Having worked together under the guise of Audrey alongside Anna Tomlin and Rebecka Kristiannson, Emilie Molin and Victoria Skoglund have long been musical partners since the Swedish band’s formation back in 2002.
The now duo have released their debut EP Fortress, a collection of five songs, with opener ‘Sea Monster’ being “one of the the first [they] did together under the [new] name Mire Kay…it’s always special to ‘release’ songs from the sketch book” they state of the EP’s European release.
For those familiar with the darkly melodic and string laced compositions of the underground four-piece Audrey, Molin and Skoglund’s new material as Mire Kay comes after what feels a very long wait, with Audrey’s last album The Fierce and the Longing released back in 2008. Their latest reincarnation still retains their core sound, but the clouds have parted slightly to reveal a musical style which while distinctly theirs; treads a more mature path, and too encapsulates their folkier side in many respects.
Recorded over four days at the Kepner Treg studio in Gothenburg with an assortment of friends offering instrumental and vocal assistance, Fortress comprises five songs, tied neatly together with chamber pop arrangements, ethereal vocals and dark often mythical lyrics. The opening track ‘Sea Monster‘ is a murky fairytale of a mythical sea creature combining intricate percussive sounds with acoustic guitar. “Wild horses took me over the ocean to a place where I could be myself” they sing over singular guitar plucked chords and deep vibrato cello of ‘So You Learned’, transporting their sound to a place darkly picturesque, cinematic and at one with nature, as animals and the elements find a place within the recordings.

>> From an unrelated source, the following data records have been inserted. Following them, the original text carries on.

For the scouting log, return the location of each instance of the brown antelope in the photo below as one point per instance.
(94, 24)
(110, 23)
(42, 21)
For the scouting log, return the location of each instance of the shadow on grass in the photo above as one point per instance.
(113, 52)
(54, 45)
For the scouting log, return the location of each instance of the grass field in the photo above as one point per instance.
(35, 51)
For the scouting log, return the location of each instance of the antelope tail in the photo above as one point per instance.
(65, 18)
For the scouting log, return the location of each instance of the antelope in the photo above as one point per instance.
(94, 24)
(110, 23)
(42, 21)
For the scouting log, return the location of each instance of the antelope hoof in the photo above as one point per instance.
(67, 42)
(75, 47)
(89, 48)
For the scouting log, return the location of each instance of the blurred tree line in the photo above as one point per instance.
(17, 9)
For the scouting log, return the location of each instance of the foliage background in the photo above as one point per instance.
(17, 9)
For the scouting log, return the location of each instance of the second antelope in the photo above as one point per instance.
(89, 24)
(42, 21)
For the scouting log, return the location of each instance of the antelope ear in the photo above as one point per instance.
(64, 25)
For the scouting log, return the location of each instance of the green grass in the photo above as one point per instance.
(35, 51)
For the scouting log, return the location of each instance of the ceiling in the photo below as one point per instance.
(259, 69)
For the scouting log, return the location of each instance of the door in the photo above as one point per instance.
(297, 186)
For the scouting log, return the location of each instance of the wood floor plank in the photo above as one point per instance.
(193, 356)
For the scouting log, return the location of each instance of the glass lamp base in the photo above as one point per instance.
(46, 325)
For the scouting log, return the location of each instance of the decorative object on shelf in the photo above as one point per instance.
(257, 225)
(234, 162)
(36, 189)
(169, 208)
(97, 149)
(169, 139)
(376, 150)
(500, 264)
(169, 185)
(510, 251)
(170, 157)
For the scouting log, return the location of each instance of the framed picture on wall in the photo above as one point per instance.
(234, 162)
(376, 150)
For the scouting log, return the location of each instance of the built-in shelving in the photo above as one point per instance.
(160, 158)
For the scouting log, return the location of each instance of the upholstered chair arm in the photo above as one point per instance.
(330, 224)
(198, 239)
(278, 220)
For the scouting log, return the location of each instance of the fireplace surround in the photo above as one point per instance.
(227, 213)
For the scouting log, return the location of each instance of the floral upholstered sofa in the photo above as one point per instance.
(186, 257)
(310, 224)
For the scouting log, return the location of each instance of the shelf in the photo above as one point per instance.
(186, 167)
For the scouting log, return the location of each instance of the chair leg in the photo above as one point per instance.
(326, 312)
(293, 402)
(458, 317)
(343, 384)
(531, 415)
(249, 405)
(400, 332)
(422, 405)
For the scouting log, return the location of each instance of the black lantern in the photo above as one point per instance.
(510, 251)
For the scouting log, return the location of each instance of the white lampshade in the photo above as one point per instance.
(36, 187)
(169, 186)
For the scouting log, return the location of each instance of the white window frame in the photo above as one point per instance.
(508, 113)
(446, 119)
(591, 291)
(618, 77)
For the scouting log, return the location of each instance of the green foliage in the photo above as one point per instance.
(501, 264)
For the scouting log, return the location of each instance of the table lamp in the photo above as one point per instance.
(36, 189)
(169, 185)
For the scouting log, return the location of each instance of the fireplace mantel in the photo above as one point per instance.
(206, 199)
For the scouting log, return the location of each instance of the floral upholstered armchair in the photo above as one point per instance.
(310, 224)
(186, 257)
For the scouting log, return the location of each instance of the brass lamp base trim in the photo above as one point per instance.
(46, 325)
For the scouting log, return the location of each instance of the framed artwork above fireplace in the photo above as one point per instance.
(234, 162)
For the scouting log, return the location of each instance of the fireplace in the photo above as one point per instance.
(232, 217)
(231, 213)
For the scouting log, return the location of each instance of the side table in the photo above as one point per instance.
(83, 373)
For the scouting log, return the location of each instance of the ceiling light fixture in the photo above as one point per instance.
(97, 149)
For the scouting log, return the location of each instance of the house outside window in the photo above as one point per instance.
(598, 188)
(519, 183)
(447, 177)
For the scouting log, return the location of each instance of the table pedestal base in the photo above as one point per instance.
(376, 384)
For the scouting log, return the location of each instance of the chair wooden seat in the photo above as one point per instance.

These songs are built out of rich images and hollow, natural sounds which, layer upon layer, create a warmth out of their often sombre subject matters of longing and searching. Touches of Laura Veirs mark themselves in the instrumentation, vocal utterances and banjo pickings, but this is all a sound Audrey and Mire Kay musicians and songwriters Emelie Molin and Victoria Skoglund have experimented and built upon during their decade long careers.
Once again the Scandinavians prove themselves unsurmountable in their ability to conjour a consistently melancholic sound, both as haunting as it is hopeful.